Беспощадный Пушкин | страница 75



Хорошо. Фауст — антизастойный символ. А как с этикой?

Замечательно, что к «Пра — Фаусту» Гете приступил тогда же, когда и к «Вертеру» — после первых двух своих творческих этапов: 1) эпикурейства и анакреонтики в стиле рококо (низ Синусоиды идеалов) и 2) кратковременной реакции на этот «низ» — стихов в духе протестантского учения (верх Синусоиды). Было чему оппонировать! И в «Вертере», «Пра — Фаусте», в других вещах нового, третьего этапа родился Гете–штюрмер. Это вылет с Синусоиды вниз; не зря ж пишут: «Результаты отстаивания идей свободы личности нередко приводили штюрмеров к безудержному восхвалению эгоизма (что позднее неоднократно использовалось в пропаганде идеи «сверхчеловека») (Неустроев).

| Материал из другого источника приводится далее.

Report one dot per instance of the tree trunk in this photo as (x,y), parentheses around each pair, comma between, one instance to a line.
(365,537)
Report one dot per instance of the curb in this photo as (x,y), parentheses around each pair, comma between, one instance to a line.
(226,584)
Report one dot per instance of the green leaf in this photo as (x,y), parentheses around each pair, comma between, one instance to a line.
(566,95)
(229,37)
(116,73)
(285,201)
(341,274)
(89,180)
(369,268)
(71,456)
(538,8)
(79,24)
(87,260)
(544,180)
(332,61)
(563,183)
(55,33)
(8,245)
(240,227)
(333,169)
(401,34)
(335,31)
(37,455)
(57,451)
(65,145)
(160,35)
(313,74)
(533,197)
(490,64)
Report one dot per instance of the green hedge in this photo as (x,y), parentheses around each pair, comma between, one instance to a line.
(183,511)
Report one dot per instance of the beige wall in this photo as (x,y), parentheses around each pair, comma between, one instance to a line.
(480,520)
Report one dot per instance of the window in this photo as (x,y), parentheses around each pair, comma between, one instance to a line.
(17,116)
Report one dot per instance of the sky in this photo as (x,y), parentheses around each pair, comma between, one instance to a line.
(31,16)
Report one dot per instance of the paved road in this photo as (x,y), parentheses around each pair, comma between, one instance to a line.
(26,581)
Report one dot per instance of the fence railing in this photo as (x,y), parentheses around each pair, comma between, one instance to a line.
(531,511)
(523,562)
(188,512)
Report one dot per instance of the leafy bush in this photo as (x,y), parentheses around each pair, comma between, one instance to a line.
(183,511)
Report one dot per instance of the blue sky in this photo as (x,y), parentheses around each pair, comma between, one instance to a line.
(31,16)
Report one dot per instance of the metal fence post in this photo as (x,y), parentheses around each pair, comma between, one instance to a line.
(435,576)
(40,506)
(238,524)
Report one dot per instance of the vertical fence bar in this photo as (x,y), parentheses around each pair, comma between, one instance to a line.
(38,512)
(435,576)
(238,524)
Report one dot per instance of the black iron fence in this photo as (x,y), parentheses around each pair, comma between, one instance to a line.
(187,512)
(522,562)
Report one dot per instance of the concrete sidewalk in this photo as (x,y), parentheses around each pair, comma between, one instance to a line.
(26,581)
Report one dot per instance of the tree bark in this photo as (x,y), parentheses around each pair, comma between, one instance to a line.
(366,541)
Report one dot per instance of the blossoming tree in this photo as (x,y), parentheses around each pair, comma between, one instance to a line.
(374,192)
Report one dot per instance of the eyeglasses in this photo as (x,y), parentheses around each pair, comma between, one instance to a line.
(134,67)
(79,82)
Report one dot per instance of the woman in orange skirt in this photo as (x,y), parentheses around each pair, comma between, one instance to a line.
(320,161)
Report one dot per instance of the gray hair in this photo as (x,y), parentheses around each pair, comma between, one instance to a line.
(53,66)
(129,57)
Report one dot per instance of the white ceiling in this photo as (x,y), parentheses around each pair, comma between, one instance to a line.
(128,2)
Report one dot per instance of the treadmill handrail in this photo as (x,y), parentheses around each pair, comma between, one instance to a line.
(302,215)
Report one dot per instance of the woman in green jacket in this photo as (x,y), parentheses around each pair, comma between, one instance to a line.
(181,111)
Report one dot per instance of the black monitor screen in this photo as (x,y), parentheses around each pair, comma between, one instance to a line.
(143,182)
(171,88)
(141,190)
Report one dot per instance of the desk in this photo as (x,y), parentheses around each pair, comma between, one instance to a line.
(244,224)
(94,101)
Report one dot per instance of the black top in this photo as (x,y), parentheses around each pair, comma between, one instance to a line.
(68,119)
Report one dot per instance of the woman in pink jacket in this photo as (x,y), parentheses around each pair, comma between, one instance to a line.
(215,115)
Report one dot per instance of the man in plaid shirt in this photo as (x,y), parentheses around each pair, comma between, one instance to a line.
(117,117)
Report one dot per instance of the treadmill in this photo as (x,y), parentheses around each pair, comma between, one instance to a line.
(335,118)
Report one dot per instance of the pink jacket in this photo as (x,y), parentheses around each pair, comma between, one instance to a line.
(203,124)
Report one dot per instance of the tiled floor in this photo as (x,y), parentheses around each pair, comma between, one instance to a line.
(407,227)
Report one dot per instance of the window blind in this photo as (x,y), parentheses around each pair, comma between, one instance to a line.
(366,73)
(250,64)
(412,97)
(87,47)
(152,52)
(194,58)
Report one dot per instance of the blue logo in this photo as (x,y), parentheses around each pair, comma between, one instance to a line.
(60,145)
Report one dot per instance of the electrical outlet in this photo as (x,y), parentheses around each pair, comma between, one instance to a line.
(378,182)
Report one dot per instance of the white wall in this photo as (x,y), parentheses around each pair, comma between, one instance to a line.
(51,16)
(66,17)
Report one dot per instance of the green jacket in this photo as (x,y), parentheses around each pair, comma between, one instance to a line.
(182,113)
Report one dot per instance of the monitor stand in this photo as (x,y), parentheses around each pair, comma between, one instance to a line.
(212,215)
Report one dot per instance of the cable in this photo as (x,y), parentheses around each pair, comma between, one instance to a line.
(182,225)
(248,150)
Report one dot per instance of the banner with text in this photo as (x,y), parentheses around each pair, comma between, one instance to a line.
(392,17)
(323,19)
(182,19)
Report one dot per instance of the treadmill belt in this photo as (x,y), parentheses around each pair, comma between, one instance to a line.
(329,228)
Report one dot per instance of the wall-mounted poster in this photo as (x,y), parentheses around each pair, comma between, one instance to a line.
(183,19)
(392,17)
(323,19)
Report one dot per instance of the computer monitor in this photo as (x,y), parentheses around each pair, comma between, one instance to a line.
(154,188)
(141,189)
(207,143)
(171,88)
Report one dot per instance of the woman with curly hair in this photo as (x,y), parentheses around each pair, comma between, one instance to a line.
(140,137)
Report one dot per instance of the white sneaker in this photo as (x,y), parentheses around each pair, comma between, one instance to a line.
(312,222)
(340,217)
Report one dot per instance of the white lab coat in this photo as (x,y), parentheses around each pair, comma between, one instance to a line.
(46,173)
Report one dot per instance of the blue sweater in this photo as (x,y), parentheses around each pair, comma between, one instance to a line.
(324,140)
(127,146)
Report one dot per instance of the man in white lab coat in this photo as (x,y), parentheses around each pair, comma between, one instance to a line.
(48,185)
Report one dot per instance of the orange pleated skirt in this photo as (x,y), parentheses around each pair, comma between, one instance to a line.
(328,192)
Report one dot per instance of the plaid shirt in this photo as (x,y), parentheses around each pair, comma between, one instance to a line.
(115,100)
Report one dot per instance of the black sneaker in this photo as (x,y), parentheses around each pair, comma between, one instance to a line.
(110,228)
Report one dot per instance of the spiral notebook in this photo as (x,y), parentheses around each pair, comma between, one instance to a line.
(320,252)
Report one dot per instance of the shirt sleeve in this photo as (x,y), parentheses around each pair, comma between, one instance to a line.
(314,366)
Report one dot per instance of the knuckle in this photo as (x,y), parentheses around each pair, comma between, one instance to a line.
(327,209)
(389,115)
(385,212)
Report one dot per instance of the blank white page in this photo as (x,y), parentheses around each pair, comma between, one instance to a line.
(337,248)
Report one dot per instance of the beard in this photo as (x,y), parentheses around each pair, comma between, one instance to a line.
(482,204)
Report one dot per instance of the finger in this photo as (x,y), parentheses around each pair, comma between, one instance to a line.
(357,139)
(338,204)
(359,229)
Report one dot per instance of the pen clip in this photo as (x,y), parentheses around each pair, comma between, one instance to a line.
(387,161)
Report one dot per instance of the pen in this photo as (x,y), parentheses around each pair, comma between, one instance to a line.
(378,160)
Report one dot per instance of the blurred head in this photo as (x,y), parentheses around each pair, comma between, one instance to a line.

Замечательно также, что и к собственно «Фаусту» Гете — уже в зрелом возрасте — тоже приступил после разочарования в идеалах верха Синусоиды, в классицизме (называемом «веймарским»), когда его, Гете, «друг у друга, — по его словам, — оспаривали два духа», одному из которых хотелось «опять до мелочей вернуться, — снова его же слова, — к своей первой молодости» (к третьему этапу ее, если быть дотошным).

Меня и Новикову вела одна мысль, когда в «культурном, душевном, духовном двоении» Сальери я в качестве его второго «я» назвал Вертера, а она — «новоевропейца», что в раздвоенном Фаусте. Но дальше я с ней разошелся. Я счел, что вертера в себе Сальери в общем задавил и преступление совершил от имени истошного коллективиста («медиевиста» — сказала бы Новикова). А она — что от имени «европейской индивидуации». Действительно, я акцентирую в Глюке просветительский классицизм второй волны как привлекавший классициста Сальери, не прятавшего этого классицизма. А она — «глубокие, пленительные тайны», схожие, мол, с магическими увлечениями оппозиционера в науке Фауста (хоть еще и до продажи им своей души Мефистофелю, но все же…).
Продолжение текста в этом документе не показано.